You can't keep everyone — people relocate, buy, change jobs. But most avoidable churn comes down to a handful of things you control.

Fix things fast

Slow repairs are the number-one reason good tenants quietly start browsing listings. A leak ignored for three weeks tells a tenant exactly how much you value them. Speed signals respect.

Price renewals like you want them to stay

Pushing a renewal to the absolute top of market rent can win €40 a month — and trigger a move that costs you €3,000. Price renewals to retain, not to maximise the headline.

Communicate before problems escalate

A quick check-in mid-tenancy surfaces the small issues while they're still small. Tenants who feel heard renew. Tenants who feel ignored leave.

Treat the lease end as a date, not a surprise

Renewals handled late feel transactional and rushed. Reach out well before expiry and a renewal becomes a conversation, not an ultimatum.

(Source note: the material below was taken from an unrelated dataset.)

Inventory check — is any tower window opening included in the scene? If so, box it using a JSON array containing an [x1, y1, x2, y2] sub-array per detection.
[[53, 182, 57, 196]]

Turnover hides in the data

The trap is that turnover never shows up as a line on your statement — it shows up as months that quietly underperformed. You only see the pattern when you track vacancy, void length, and renewal rates across the whole portfolio.

PropFlow surfaces exactly that: a vacancy and turnover view that shows how long units sit empty and which leases are coming up for renewal — so you act on an expiry before it becomes an empty month, not after.

Keeping a good tenant is almost always cheaper than finding a new one. The landlords who win at this don't work harder at re-letting — they make re-letting rare.